Children’s HeartLink, a US-based charity that has been serving children with heart disease in low and middle income countries for nearly 50 years (and where I’m on the International Advisory Board), has issued a call for action on children’s heart disease, which has been covered in a Lancet commentary. The call for action was preceded by three papers outlining the scale of the problem, identifying barriers to improvement, and exploring the need for sustained investment.

About a quarter of children with heart disease need surgery in the first year of life, and so a comprehensive response demands building surgical capacity. This means not just surgeons, nurses, and anaesthetists but paediatric cardiologists, intensive care, blood transfusion, and other sophisticated services, including continuing chronic care. The whole system demands exemplary teamwork and continuous quality improvement. This is a high bar to reach, and no country in SubSaharan Africa has reached it apart from South Africa. The US has one paediatric cardiothoracic surgeon for every 3 million children, while in Africa it’s one to every 38 million. Yet reaching the high bar brings benefits to other kinds of patients as well.

But in order for surgeons to be able to operate on children the invisible have to be made visible, which means that all children must have access to primary care services, and those services have to be able to detect children with likely heart disease. Children’s HeartLink’s Call for Action calls for investment in primary care as well as specialist care. Primary care guidelines should help clinicians recognise that common symptoms like lethargy, poor growth, and shortness of breath may be the result of heart disease. Again developments in primary care will benefit children with other conditions.
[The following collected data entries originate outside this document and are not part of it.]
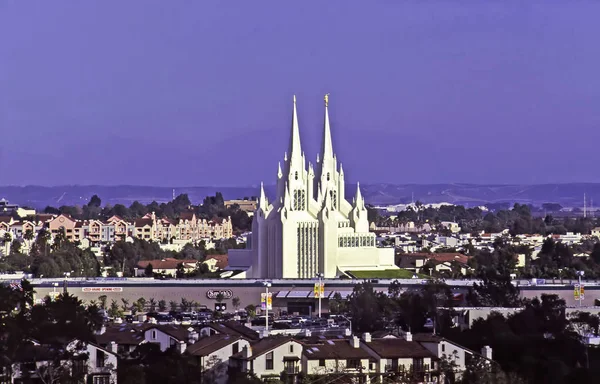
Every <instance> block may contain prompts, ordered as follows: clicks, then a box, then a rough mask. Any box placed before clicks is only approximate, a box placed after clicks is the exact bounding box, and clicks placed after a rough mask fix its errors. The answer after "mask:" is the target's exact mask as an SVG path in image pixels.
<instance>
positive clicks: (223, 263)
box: [206, 255, 229, 269]
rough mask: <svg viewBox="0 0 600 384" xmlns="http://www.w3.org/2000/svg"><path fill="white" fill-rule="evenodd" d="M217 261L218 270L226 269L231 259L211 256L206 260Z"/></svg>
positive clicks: (212, 255) (214, 256)
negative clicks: (229, 261)
mask: <svg viewBox="0 0 600 384" xmlns="http://www.w3.org/2000/svg"><path fill="white" fill-rule="evenodd" d="M211 259H215V260H217V264H216V266H217V268H219V269H225V268H227V266H228V265H229V257H228V256H227V255H209V256H206V260H207V261H208V260H211Z"/></svg>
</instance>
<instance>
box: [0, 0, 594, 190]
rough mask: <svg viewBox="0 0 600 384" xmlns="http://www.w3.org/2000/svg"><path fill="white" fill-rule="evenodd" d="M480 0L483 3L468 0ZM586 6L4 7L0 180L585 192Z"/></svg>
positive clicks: (519, 4) (414, 1)
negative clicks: (333, 147)
mask: <svg viewBox="0 0 600 384" xmlns="http://www.w3.org/2000/svg"><path fill="white" fill-rule="evenodd" d="M483 3H485V4H483ZM599 16H600V2H597V1H593V2H592V1H590V2H584V1H580V2H579V1H578V2H573V1H563V2H549V1H543V2H538V3H537V4H532V1H518V2H517V1H515V2H511V1H494V2H482V1H475V0H472V1H448V0H444V1H439V2H432V1H427V2H424V1H414V2H413V1H397V0H388V1H368V2H365V1H362V0H361V1H358V0H356V1H349V0H344V1H296V2H290V1H281V0H278V1H270V2H268V1H258V2H257V1H195V0H187V1H184V0H177V1H162V0H161V1H150V0H138V1H133V0H113V1H60V0H54V1H41V0H40V1H37V2H36V1H17V0H4V1H0V184H4V185H6V184H17V185H22V184H42V185H59V184H138V185H157V186H158V185H160V186H172V185H177V186H196V185H222V186H231V185H253V184H257V183H258V182H260V181H261V180H264V181H265V182H266V183H273V182H274V181H275V175H276V171H277V161H278V160H279V159H281V158H282V157H283V152H284V151H285V150H286V146H287V142H288V135H289V126H290V120H291V108H292V95H293V94H294V93H295V94H296V95H297V97H298V111H299V120H300V129H301V136H302V144H303V147H304V150H305V152H306V156H307V158H308V159H310V160H311V161H313V162H314V159H315V157H316V153H317V151H318V149H319V147H320V135H321V129H322V119H323V94H325V93H327V92H329V93H331V98H330V113H331V122H332V131H333V140H334V145H335V147H334V149H335V151H336V152H337V154H338V159H340V160H341V161H342V162H343V163H344V170H345V172H346V177H347V179H348V180H349V181H352V182H354V181H357V180H358V181H361V182H365V183H373V182H390V183H446V182H470V183H545V182H572V181H588V182H600V171H598V166H597V161H596V158H597V156H596V152H597V147H598V143H599V142H600V43H599V42H598V40H599V38H600V22H598V20H599Z"/></svg>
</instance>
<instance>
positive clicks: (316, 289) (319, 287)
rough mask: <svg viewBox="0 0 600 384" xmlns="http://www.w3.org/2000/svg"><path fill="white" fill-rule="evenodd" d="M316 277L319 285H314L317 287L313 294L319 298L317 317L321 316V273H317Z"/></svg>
mask: <svg viewBox="0 0 600 384" xmlns="http://www.w3.org/2000/svg"><path fill="white" fill-rule="evenodd" d="M317 277H318V278H319V283H318V284H319V285H318V286H317V287H316V288H317V289H315V294H316V295H317V297H318V298H319V319H320V318H321V297H322V296H323V293H324V292H323V291H324V290H323V289H322V288H323V274H322V273H317Z"/></svg>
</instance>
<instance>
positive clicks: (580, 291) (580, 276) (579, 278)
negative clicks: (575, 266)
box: [577, 271, 585, 307]
mask: <svg viewBox="0 0 600 384" xmlns="http://www.w3.org/2000/svg"><path fill="white" fill-rule="evenodd" d="M584 273H585V272H584V271H577V277H578V279H579V306H580V307H581V301H582V300H583V297H581V291H582V289H581V287H582V286H581V276H583V274H584ZM583 291H584V292H585V289H584V290H583Z"/></svg>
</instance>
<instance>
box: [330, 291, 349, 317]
mask: <svg viewBox="0 0 600 384" xmlns="http://www.w3.org/2000/svg"><path fill="white" fill-rule="evenodd" d="M346 309H347V308H346V300H344V299H342V295H341V294H340V293H339V292H336V293H334V294H333V297H332V298H331V299H330V300H329V312H330V313H332V314H342V313H345V312H346Z"/></svg>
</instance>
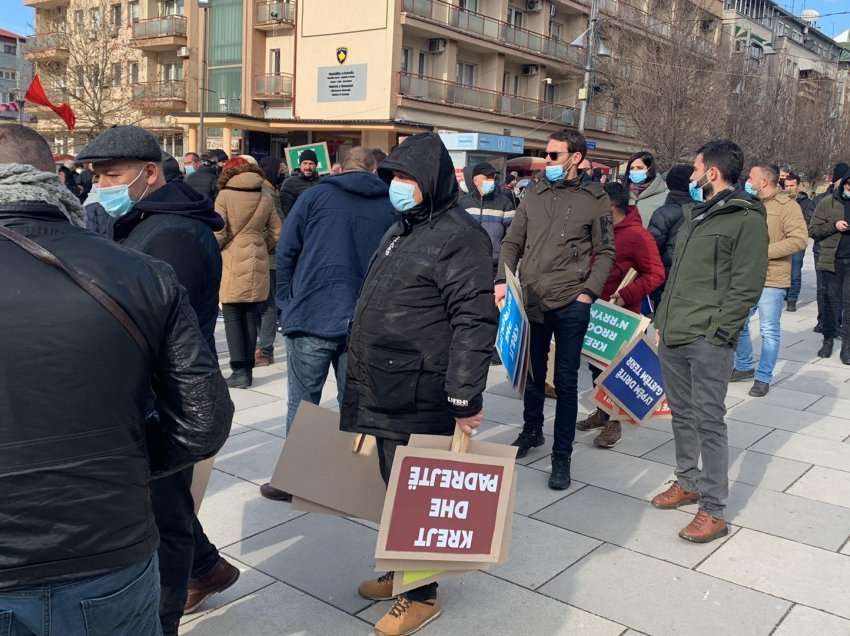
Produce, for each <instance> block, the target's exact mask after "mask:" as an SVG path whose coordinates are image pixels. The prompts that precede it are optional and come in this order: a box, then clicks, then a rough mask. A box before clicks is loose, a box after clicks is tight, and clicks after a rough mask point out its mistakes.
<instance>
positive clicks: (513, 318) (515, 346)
mask: <svg viewBox="0 0 850 636" xmlns="http://www.w3.org/2000/svg"><path fill="white" fill-rule="evenodd" d="M524 328H525V325H524V324H523V314H522V307H521V306H520V304H519V300H518V299H517V298H516V297H515V296H514V294H513V291H512V290H511V286H510V285H508V286H507V289H506V291H505V304H504V306H503V307H502V310H501V311H500V312H499V331H498V333H497V335H496V351H498V352H499V357H500V358H501V359H502V364H503V365H504V367H505V371H506V372H507V374H508V378H509V379H510V381H511V384H512V385H514V386H515V385H516V383H517V374H518V373H519V372H520V370H521V369H520V366H521V363H522V354H523V352H522V347H521V345H522V332H523V329H524Z"/></svg>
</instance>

Shortage of doctors, nurses, and other health care workers is one of the main barriers to universal health coverage, and the Call for Action calls for the creation of a paediatric cardiac workforce. After initial work providing services in some low and middle income countries, Children’s HeartLink moved to building capacity, mainly by creating partnerships between centres in developed countries and hospitals in low and middle income countries. The 13 partnerships in China, India, Brazil, Malaysia, Vietnam, and Ukraine have treated around 100 000 children. The aim is for all the hospitals to become self-sustaining and to be regional training centres. It’s a long road to become a centre capable of training others, but four of the 13 hospitals have managed it. Children’s HeartLink has set itself the ambitious goal of creating 50 centres treating a million children by 2030.

Financial investment is clearly needed and not only in centres, primary care, and capacity building but also in low cost technologies, research, data collection, and quality assurance. The invisibility of the children and poor or non-existent surveillance systems in low and middle income countries mean that ministries of health may be unaware of the burden of disease resulting from heart disease in children. Surveillance and data collection need to be improved, and all hospitals offering care for children with heart disease should participate in the International Quality Improvement Collaborative for Congenital Heart Surgery in Developing Countries. Participation in the collaborative leads to reductions in mortality and hospital infection.

It will be a major effort to reach many more of the roughly one million children born each year who do not receive care, and the Call for Action sees a role for multilateral funding agencies, WHO, national and local governments, research and teaching institutions, civil society, and the private sector—the familiar “Whole of government, whole of society” approach that many of today’s complex problems need.

Children’s HeartLink will continue its capacity building, experimenting with new ways of doing so, but also step up advocacy for these invisible children. One next step might be to assist individual countries in developing systems to detect and manage children with heart disease.

The result should be that countries in low and middle income countries and states like Kerala, which is working with Children’s Heartlink, will be able to achieve the ambitious aim of ending preventable deaths in children by 2030.

 

 

 

 

 

 

 

 

 

Figure taken from the call to action.

Richard Smith was the editor of The BMJ until 2004.

Competing interest: RS is an unpaid member of the International Advisory Board of Children’s HeartLink. He has his expenses paid to attend annual meetings.